Touché de sa bonté, je lui donnai quelques ducats, que je le forçai d'accepter. Le pauvre homme me baisa la main, et me remercia à genoux.

Pour passer mon ennui, je me mis à errer aux environs de la cabane, et crainte de m'égarer, je pris avec moi son jeune garçon.

Attiré par un charme inconnu vers une petite forêt, je m'enfonçai dans sa sombre épaisseur et la traversai triste et pensif: bientôt je me trouvai dans une vallée solitaire, coupée d'une petite rivière.

A quelque distance, j'aperçus un bouquet de grands arbres qui balançaient dans les airs leur cîme touffue, répandant sur la plaine, dans un vaste contour, la fraîcheur et l'ombrage. Je vais me reposer sous leur impénétrable abri. Un pâtre y avait rassemblé son troupeau brûlé des feux du soleil. J'approche, je reconnais mon hôte et m'asseois auprès de lui.

J'étais charmé de l'innocence de la vie et de l'air de contentement de cet homme.

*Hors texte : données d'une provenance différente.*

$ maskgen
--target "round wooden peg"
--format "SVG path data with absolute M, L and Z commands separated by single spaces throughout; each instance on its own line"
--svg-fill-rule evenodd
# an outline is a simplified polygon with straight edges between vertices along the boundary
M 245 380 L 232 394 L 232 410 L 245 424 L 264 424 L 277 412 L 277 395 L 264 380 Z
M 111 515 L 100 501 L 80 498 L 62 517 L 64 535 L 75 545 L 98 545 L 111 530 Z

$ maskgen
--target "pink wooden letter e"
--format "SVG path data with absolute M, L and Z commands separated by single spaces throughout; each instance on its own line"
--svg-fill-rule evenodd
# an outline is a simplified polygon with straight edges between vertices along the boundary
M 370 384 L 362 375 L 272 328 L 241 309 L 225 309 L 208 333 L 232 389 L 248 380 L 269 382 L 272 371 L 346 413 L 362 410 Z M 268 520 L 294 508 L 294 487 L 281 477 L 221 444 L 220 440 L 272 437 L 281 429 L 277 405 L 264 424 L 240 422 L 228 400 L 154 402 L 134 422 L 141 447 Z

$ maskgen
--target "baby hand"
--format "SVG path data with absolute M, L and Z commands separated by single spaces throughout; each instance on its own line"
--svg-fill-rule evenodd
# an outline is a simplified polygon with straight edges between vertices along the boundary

Si je pouvais ainsi, disais-je tout bas, finir doucement mes jours dans quelque coin de la terre! Air pur, frugal repas, santé du corps, paix de l'âme, précieux dons de la nature, que vous êtes préférables aux faux biens dont le monde est si épris! Oui, c'est de ce simple mortel qu'il faut apprendre l'art d'être heureux. Comme nous, il n'est point rongé de désirs impuissants. Une prairie fertile est pour lui le jardin de félicité. Ses plaisirs sont purs et ne laissent point d'amertume: moins vifs que les nôtres, ils sont aussi plus durables. L'espérance vaine, les regrets, le désespoir ne viennent jamais empoisonner le cours paisible de ses jours. Pourquoi aller à grands frais chercher le bonheur si loin, lorsqu'il est si près de nous!

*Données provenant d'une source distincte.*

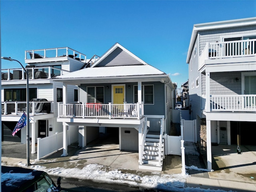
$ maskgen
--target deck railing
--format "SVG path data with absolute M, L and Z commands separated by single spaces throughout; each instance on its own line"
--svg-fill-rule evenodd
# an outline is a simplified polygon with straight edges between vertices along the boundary
M 28 72 L 29 79 L 51 79 L 54 77 L 66 74 L 70 72 L 52 67 L 29 67 L 26 70 Z M 26 75 L 22 68 L 2 69 L 2 80 L 20 80 L 26 79 Z
M 212 95 L 210 99 L 213 111 L 256 112 L 256 95 Z
M 139 103 L 58 104 L 58 117 L 61 118 L 140 119 L 143 116 L 143 104 Z
M 2 114 L 17 115 L 23 112 L 26 112 L 26 106 L 27 102 L 26 101 L 2 102 Z M 31 115 L 52 113 L 53 113 L 53 102 L 30 102 L 29 108 Z
M 247 57 L 256 55 L 256 39 L 207 42 L 199 58 L 202 67 L 206 59 Z
M 82 61 L 86 56 L 69 47 L 37 49 L 25 51 L 25 59 L 40 59 L 59 57 L 69 57 Z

Tandis que j'étais enfoncé dans ces réflexions, un doux sommeil vint appesantir ma paupière. Hélas! depuis longtemps je n'avais plus qu'un repos pénible et plein de trouble.

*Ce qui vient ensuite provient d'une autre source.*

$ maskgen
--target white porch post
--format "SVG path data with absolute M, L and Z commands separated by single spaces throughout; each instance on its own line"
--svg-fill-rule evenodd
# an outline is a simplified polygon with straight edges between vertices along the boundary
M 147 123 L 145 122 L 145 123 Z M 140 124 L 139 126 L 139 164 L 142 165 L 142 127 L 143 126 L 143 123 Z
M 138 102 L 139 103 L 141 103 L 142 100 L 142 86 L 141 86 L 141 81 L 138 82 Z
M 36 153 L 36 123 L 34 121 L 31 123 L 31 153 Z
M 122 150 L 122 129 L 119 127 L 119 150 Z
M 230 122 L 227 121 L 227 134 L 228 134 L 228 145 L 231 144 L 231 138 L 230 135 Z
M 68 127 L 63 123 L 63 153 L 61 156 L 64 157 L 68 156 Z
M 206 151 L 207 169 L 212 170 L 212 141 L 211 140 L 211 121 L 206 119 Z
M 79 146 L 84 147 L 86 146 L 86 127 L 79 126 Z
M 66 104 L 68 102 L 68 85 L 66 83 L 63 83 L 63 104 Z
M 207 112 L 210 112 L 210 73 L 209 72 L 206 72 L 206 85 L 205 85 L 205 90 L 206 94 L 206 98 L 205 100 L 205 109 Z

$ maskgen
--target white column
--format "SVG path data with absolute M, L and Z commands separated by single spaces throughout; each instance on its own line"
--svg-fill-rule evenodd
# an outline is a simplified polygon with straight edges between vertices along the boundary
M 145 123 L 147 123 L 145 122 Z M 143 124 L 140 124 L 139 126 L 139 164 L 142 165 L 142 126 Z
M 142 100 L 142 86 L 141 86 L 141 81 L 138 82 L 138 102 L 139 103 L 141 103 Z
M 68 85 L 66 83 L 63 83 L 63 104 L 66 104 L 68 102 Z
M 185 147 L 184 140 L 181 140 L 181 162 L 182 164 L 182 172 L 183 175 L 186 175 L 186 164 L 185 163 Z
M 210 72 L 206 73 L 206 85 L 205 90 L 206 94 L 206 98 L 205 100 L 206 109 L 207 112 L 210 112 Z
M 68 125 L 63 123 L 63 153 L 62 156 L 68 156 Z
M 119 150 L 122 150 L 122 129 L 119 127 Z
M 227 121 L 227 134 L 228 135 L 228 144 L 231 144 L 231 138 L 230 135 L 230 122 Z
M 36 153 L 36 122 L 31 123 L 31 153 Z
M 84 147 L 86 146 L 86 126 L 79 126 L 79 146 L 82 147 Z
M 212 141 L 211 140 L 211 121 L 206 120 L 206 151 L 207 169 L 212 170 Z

A mon réveil, mon hôte me présenta des fruits et du laitage, dont je fis mon dîner, et comme le soleil n'était déjà plus piquant, j'allai ensuite promener au bord d'un sombre rivage.

Le chagrin n'avait fait avec moi qu'une courte trêve: bientôt il revint m'assaillir. J'avais beau vouloir distraire ma pensée du sentiment de mes malheurs, tout m'y rappelait, tout me retraçait la chère image de Lucile.